Bazen ayağıma takılıp beni sinirlendirse de, yine de kızamıyorum. Tam ben masada oturup yemek yerken bir de bakmışım ayağımın dibinde mantar gibi bitiyor. Asiye kızım, yapma etme, diyorum, olmuyor, ayağımı yukarı çekmek zorunda kalıyorum...
Kimi zamanda televizyon seyrederken, televizyonun kablolarına takılıyor, haliyle yayın gidiyor, işte o zaman iyice tepem atıyor... Hmmmmmm Asiyeeeeeeeeeee! diye bağırıyorum, çağırıyorum, ama kafa sonra dank ediyor... Ne anlasın a benim koca Asiye senin bağırıp çağırmalarından, diye hanım bana içeriden sesleniyor...

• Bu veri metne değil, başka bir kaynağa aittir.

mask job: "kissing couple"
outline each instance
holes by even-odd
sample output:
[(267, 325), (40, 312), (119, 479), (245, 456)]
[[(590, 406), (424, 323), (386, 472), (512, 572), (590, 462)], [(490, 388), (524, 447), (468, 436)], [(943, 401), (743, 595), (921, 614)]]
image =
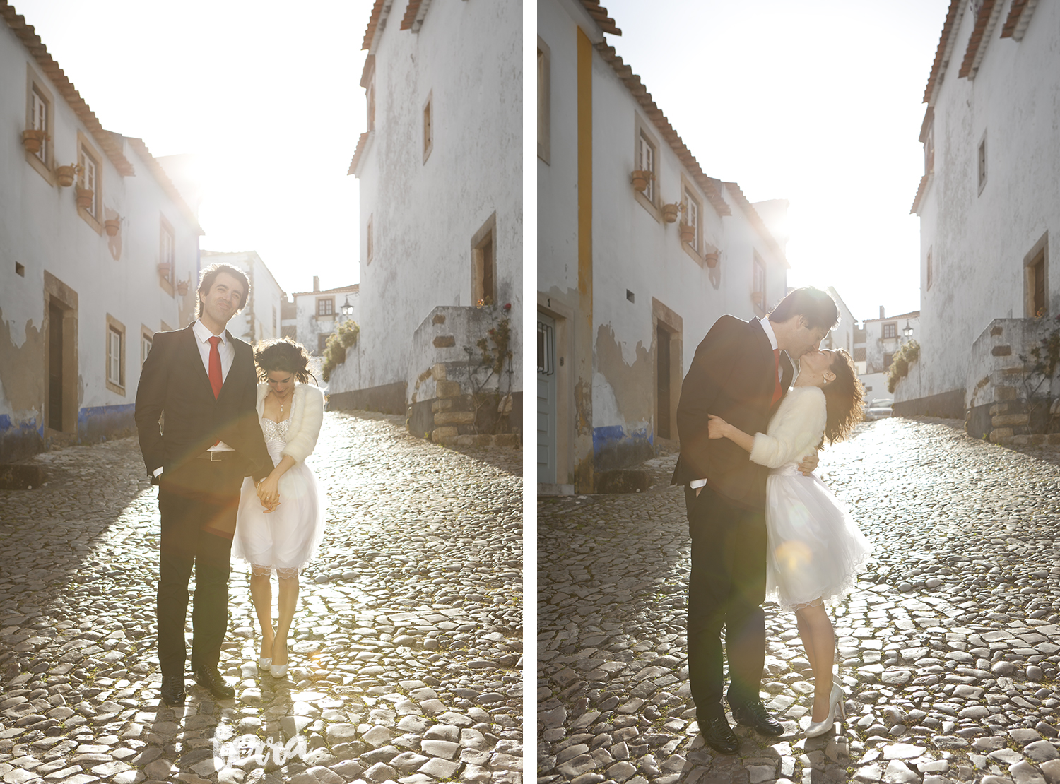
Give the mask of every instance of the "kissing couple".
[(250, 594), (262, 629), (259, 671), (279, 678), (287, 672), (298, 570), (323, 536), (323, 495), (305, 465), (323, 422), (323, 392), (308, 384), (302, 345), (284, 339), (252, 350), (227, 329), (249, 295), (243, 270), (206, 267), (195, 321), (154, 335), (137, 387), (140, 449), (158, 485), (161, 517), (158, 662), (161, 699), (169, 706), (184, 703), (192, 567), (192, 674), (217, 699), (231, 699), (235, 691), (217, 664), (228, 628), (232, 552), (251, 564)]
[(703, 740), (721, 753), (740, 747), (722, 705), (722, 627), (732, 718), (764, 735), (784, 733), (759, 693), (767, 595), (794, 610), (813, 671), (806, 735), (830, 731), (843, 711), (825, 602), (849, 592), (872, 547), (812, 474), (824, 440), (843, 439), (861, 417), (864, 390), (850, 355), (819, 350), (838, 316), (832, 298), (812, 287), (793, 290), (761, 320), (723, 316), (682, 385), (671, 484), (685, 485), (692, 538), (688, 678)]

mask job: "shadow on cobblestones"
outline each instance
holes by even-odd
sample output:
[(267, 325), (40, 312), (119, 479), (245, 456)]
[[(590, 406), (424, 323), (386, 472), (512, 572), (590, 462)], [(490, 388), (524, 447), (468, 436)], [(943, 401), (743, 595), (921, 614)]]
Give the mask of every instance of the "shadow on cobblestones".
[(522, 457), (403, 424), (324, 416), (308, 462), (328, 528), (287, 677), (258, 672), (234, 563), (220, 671), (236, 697), (189, 680), (175, 710), (159, 701), (158, 507), (135, 440), (38, 456), (64, 466), (49, 486), (0, 494), (0, 780), (518, 782)]
[[(703, 745), (688, 693), (679, 488), (540, 500), (541, 781), (1060, 781), (1060, 470), (960, 423), (895, 418), (819, 473), (877, 547), (833, 611), (848, 719), (801, 738), (808, 662), (766, 605), (763, 698), (788, 733), (741, 730), (732, 756)], [(625, 563), (621, 593), (600, 575)]]

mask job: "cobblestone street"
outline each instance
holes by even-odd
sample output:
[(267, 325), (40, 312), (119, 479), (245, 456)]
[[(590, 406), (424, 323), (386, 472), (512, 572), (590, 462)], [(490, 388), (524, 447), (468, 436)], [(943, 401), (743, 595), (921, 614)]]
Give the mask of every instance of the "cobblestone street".
[(34, 462), (47, 485), (0, 492), (6, 784), (520, 780), (519, 450), (326, 413), (308, 464), (328, 529), (287, 677), (257, 670), (249, 567), (233, 560), (219, 669), (236, 698), (189, 676), (177, 709), (159, 706), (158, 505), (136, 441)]
[(863, 423), (823, 452), (874, 559), (835, 608), (847, 720), (806, 740), (794, 617), (766, 605), (763, 699), (785, 734), (697, 734), (686, 667), (689, 539), (676, 456), (641, 495), (543, 499), (541, 782), (1060, 782), (1060, 467), (943, 420)]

İşte böyleyken böyle Asiye ile teşrik-i mesailerimiz... O çalışıyor biz de onun sayesinde evimizin içinde temiz temiz oturuyoruz. Sizin de mutlaka vardır temizlik robotunuz ya da yoksa bile, almayı düşünebilirsiniz, alınca mutlaka bir isim koyun ona... Biz Asiye koyduk, şimdilerde Asiye aşağı, Asiye yukarı, Asiye sağa Asiye sola, her yerde adı anılıyor. O çalışırken biz de yan gelip yatıyoruz. Allah ne muradın varsa versin Asiyecik...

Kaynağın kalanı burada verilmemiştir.